A Nadia Baldi e Mariano Rigillo  il Premio Fondazione Mannajuolo giunto alla sua ottava edizione. Sabato 27 maggio, alle 18.30, Al Blu di Prussia (via Filangieri 42-Napoli) la cerimonia di una rassegna ideata da Giuseppe e Patrizia Mannajuolo per celebrare uomini e donne di cultura che nella loro carriera si distinguono come punte di eccellenza. Ai vincitori, un’opera dell’artista Ambra Selvaggia Caminito.
La Fondazione nasce per ricordare l’impegno della famiglia Mannajuolo che, sin dai primi decenni del ‘900, ha contribuito alla vita culturale di Napoli sostenendo iniziative legate al mondo dell’arte e dell’architettura. Nel solco tracciato prima da Giuseppe Mannajuolo e, quindi da suo figlio Guido – fondatore nel 1943 della galleria Al Blu di Prussia – la Fondazione Mannajuolo rinnova il suo impegno e la sua inclinazione al mecenatismo allargando il suo sguardo anche alla letteratura, al cinema e al teatro.

Qui sopra, Nadia Baldi, e in alto, Mariano Rigillo
Qui sopra, Nadia Baldi, e in alto, Mariano Rigillo

I premiati eccellenti: Nadia Baldi e Mariano Rigillo. La prima salernitana, regista, attrice, produttrice, si divide da sempre tra cinema e teatro.Tra i lavori firmati, i cortometraggi Il dono e Un dono inaspettato e si dedica, con Ruggero Cappuccio e Giuseppe Rocca. Nel 2016 è autrice e regista del film Veleni con Vincenzo Amato, Roberto Herlitzka, Lello Arena, Tosca D’Aquino, e aiuto regia nella Docu-Fiction per la RAI dal titolo Paolo Borsellino Essendo Stato scritto da Ruggero Cappuccio. Nel 2017 cura la regia di Ferdinando di Annibale Ruccello, in scena al Teatro San Ferdinando di Napoli in prima nazionale.
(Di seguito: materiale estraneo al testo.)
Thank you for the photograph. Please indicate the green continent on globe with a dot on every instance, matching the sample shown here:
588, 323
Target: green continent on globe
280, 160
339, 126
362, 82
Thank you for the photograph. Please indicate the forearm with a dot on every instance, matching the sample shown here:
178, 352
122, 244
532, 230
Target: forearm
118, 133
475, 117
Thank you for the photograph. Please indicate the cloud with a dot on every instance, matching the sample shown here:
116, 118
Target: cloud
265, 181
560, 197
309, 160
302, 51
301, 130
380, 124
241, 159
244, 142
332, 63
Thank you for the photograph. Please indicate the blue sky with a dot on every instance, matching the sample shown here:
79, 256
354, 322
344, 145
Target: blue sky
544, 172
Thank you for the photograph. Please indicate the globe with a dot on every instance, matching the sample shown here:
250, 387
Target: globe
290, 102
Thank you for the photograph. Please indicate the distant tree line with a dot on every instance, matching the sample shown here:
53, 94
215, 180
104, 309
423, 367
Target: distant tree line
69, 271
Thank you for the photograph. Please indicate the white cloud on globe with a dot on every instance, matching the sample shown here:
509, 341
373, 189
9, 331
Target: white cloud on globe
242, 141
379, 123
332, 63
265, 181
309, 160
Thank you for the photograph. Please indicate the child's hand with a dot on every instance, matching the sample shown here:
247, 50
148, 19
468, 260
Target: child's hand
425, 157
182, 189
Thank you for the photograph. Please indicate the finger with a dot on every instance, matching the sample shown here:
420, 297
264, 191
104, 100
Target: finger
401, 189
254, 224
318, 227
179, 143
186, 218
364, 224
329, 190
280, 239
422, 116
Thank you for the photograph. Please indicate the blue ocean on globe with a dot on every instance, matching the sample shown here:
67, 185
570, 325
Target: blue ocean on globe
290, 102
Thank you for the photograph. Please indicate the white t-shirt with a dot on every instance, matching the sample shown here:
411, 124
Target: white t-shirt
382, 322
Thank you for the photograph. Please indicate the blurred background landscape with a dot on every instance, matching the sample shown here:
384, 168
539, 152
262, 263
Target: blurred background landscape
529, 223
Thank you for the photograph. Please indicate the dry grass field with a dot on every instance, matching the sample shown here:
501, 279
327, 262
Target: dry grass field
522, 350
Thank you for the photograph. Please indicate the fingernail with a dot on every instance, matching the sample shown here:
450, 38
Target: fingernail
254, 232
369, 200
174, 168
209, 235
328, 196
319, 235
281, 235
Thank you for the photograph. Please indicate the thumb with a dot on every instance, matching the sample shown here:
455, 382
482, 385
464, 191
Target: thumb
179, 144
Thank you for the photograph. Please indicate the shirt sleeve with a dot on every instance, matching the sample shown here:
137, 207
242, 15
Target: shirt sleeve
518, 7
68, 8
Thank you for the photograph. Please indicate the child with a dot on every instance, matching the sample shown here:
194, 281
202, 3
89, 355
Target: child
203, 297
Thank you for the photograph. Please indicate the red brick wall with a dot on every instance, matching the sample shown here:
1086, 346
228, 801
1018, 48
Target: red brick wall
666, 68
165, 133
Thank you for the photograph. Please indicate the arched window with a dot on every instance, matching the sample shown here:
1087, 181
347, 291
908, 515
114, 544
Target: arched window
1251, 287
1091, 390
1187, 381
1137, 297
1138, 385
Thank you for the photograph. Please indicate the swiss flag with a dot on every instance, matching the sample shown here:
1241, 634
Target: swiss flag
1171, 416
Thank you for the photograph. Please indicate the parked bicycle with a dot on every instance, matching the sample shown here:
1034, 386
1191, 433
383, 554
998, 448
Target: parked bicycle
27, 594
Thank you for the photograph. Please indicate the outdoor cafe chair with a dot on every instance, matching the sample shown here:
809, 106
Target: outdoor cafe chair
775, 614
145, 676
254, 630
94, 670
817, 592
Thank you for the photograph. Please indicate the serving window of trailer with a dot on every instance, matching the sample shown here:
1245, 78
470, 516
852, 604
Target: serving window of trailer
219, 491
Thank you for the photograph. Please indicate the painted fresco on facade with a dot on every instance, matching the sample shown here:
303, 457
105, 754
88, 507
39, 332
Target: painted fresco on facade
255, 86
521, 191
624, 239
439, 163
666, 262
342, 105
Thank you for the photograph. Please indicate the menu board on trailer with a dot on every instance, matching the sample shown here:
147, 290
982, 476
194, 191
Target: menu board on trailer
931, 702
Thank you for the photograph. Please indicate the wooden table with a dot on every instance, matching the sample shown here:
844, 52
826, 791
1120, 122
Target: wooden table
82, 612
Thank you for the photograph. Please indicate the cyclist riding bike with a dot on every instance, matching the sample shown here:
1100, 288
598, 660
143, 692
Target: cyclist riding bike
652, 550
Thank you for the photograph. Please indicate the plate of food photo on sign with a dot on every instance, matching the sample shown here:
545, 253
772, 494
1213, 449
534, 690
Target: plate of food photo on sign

Rigillo è una punta di diamante del palcoscenico italiano che  ha cominciato a calcare  con successo sin dagli anni sessanta. Ma il suo è un volto  noto anche  ai telespettatori e agli amanti del cinema. Tra le fitcion che ha interpretato, ricordiamo la serie Capri 3 e sul grande  schermo la sua presenza nel cast del film “Il postino” di Massimo Troisi. Dal 2016 dirige la scuola di recitazione del  Teatro stabile di Napoli.
Il  ventiquattrenne Alberto Terminio  si aggiudica, invece Il premio Roberto Mannajuolo assegnato a giovani studiosi. Iscritto all’ultimo anno del corso di Laurea Magistrale  in architettura all’Università Federico II. Ha maturato un forte interesse per gli studi di Storia dell’Architettura, con particolare riferimento agli orientamenti storiografici del Novecento. Grazie alla collaborazione con i professori Renato De Fusco e Alessandro Castagnaro ha cominciato a sviluppare capacità in merito all’elaborazione critica di testi specialistici, nonché conoscenze specifiche su vari temi di teoria e critica dell’architettura. Inoltre, ha effettuato lavori di revisione editoriale su testi e riviste di settore.